What if my disability makes it hard (or impossible) for me to pay rent?

Keep in mind that a landlord’s duty to consider tenants’ requests for accommodations applies only to disabilities. Landlords are not required to accommodate tenants’ sudden inability to pay the rent in full and on time. This is true even if part or all of your recent economic hardship stems from a disability.

How do I know if my request is reasonable?

Assuming your disability qualifies under the FHA—and it’s also significantly interfering with your ability to use and enjoy your apartment—the final requirement for an accommodations request is that it be “reasonable.” What’s considered reasonable depends largely on the facts of your specific situation, but an unreasonable request would mean one that would place an “undue financial and administrative burden” on the landlord or “fundamentally alters the nature of their operation.” For example, it is more reasonable to expect a landlord with a large operation and high rental demand to grant a request for early lease termination than a landlord with only a few apartments in a tough economy.

It’s possible your landlord may suggest an alternative arrangement for the remainder of your lease term. For example, your landlord may suggest transferring to an apartment on the ground-floor of a walkup to accommodate a new mobility impairment. If a reasonable alternative exists for your situation and you reject it, your case for breaking your lease will grow weak.

How do I submit a request to break my lease for medical reasons?

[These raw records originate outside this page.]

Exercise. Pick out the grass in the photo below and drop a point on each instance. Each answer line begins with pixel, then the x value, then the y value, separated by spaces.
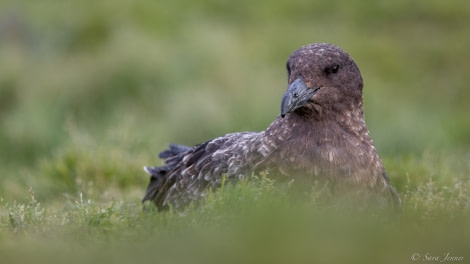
pixel 91 91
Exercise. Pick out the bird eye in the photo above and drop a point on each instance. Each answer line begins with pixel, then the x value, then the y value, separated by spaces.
pixel 332 69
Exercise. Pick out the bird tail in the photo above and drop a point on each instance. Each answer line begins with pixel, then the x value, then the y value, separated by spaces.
pixel 158 174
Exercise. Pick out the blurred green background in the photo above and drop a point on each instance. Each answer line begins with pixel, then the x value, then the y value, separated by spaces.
pixel 90 91
pixel 89 86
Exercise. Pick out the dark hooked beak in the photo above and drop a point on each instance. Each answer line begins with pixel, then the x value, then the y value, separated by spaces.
pixel 297 95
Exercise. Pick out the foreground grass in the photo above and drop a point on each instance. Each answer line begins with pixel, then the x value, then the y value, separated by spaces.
pixel 253 222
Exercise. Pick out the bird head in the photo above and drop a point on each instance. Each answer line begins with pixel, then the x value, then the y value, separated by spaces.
pixel 321 77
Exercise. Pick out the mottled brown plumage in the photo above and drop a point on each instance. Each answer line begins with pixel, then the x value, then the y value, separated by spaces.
pixel 320 136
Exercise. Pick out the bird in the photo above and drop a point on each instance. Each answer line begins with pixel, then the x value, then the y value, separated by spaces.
pixel 320 136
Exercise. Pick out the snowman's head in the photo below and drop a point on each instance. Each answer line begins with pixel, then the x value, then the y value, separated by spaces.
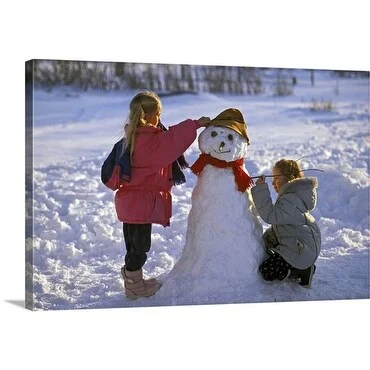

If you decide you need to vacate your apartment early for medical reasons, you must communicate your intent clearly to your landlord. Although some landlords have created forms for tenants to request accommodations, no special form is required. To protect yourself, submit your request in writing and indicate that you must break your lease because a disability has made your apartment no longer livable. Keep records of letters and emails, and create a log of phone and in-person communications with your landlord in case you’re forced to file a fair housing complaint.


[1] 42 U.S.C. § 3604(f)(3)(B)

[2] Samuelson v. Mid-Atlantic Realty Co., Inc., 947 F. Supp. 756 (D.Del. 1996)

[3] 42 U.S.C. § 3602(h)(1)

[4] 24 CFR § 100.202(c)

The information provided on this website does not, and is not intended to, constitute legal advice.